Jim Hurley wrote:

Alex,

Thanks for the puzzle. Lots of fun. Dell Crosswords has a full page of these every month, though none as tough a your last. They generally are deterministic all the way to the end. Your number four requires assuming a solution at one point near the end and discovering a contradiction if the guess was wrong--proof by contradiction.

No, it doesn't require that. There's a perfectly deterministic technique that can solve puzzle #4 - I'll append a brief description of it to the end of this message - but beware it uses puzzle #4 to demonstrate it, so don't read all the way to the end unless you want to read that ...

(I must confess that the labels make it more difficult for me--harder to see what is filled in and what isn't.)

Sorry Jim I'm not sure I follow - do you mean you'd prefer to have blank squares for every space that has not yet been determined (rather than the set of possible values) ? That would seem to me much less helpful - but I'll try it and see how it looks.

I am interested in what algorithm is used under the "Auto" button.
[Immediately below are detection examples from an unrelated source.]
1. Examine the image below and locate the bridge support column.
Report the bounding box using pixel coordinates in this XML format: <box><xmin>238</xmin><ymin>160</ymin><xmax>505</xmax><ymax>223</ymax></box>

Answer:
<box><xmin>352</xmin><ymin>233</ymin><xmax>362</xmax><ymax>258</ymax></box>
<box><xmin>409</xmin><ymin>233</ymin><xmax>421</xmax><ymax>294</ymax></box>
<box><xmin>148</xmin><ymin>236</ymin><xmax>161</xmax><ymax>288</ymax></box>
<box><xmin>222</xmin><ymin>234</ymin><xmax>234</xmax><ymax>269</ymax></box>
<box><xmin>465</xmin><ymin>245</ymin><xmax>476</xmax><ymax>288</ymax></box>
Code is all there for you to look at :-)
But all it does is look at each square in turn, and if it already knows that there is only a single value possible, then it removes that value from the rest of the square's row,col and 3x3 square. It could repeat that scan (very occasionally you can find a case where a square has been already examined while multiple values were possible, and which reduces to a single one, and is required to complete the puzzle) - but it doesn't even do that.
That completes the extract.